Es gibt berechtigte Zweifel an der Europa-Hypothese - auch weil die Fossilien spärlich sind

Es ist keine ganz neue Hypothese, die das Team um Böhme in der aktuellen Arbeit aufstellt. Die Zahl der fossilen Relikte, welche die evolutionsgeschichtliche Lücke zwischen modernen Menschen und ihren nächsten Verwandten, den Schimpansen, schließen könnte - sie hat in den vergangenen Jahrzehnten dramatisch zugenommen. Dutzende Arten sind bekannt, die meisten lebten vor zwei bis sieben Millionen Jahren in Afrika. Dazu gehören berühmte Funde wie die 3,2 Millionen Jahre alte Lucy, ein Australopithecus-Weibchen, wie auch die 4,4 Millionen Jahre alte Ardi, ein Fossil von Ardipithecus ramidus. Im Tschad fand man 2001 zudem die Überreste des sieben Millionen Jahre alten Sahelanthropus tchadensis, der von einigen Wissenschaftlern ebenfalls zu den Homininen gezählt wird, also zu den Menschenartigen, die näher mit dem Menschen verwandt sind, als mit den heute lebenden Menschenaffen.

Es gibt jedoch auch potenzielle Kandidaten für Hominine aus Ausgrabungsstätten in Europa und Asien. Entsprechend existieren Theorien, die eine Entwicklung vom Affen hin zum Menschen außerhalb Afrikas nahelegen. Graecopithecus gehörte zu den bislang am schlechtesten untersuchten Arten dieser Gruppe. Viele Wissenschaftler sind sich noch nicht einmal sicher, ob die Spezies tatsächlich eigenständig existiert hat, oder ob sie identisch ist mit dem 1974 ebenfalls in Griechenland entdeckten Ouranopithecus macedoniensis. Die Datierung der Fundstellen hat gezeigt, dass beide Arten bereits vor mehr als sieben Millionen Jahren in Europa lebten.

Die Untersuchung der Zahnwurzeln hat sich für eine Stammbaumanalyse als sehr nützlich erwiesen. Insbesondere, wenn man die kleinen Backenzähne im vorderen Bereich des Kiefers betrachtet: Während diese Zähne bei weniger entwickelten Menschenaffen mehrere Wurzeln besitzen, sind die Wurzeln der vorderen Backenzähne beim Menschen zu einer verschmolzen. In ihrer Studie konnten Böhme und ihr Team mithilfe der Computertomografie die Wurzelstruktur der Zähne detailliert betrachten. Anhand der Funde lässt sich wohl eine Unterscheidung zwischen Ouranopithecus und Graecopithecus rechtfertigen: Die Zahnwurzeln von Graecopithecus zeigen Ansätze einer Verschmelzung.

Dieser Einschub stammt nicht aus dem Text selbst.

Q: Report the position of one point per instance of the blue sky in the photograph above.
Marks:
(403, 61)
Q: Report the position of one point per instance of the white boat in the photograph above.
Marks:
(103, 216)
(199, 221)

Ob diese Beobachtung jedoch als Beleg für Europa als wegweisenden Ort der frühen menschlichen Abstammungsgeschichte ausreicht? Daran dürfte zu zweifeln sein. Zum einen sind die Fossilien spärlich. Zum anderen haben genetische Analysen gezeigt, dass es unter den zahlreichen vormenschlichen Affenarten zu einer intensiven Durchmischung kam. Lineare Abstammungslinien lassen sich nach Ansicht mancher Experten deshalb gar nicht definieren. Eher gleicht der vormenschliche Stammbaum wohl einem Dickicht, das zu durchschauen noch einige Zeit in Anspruch nehmen wird.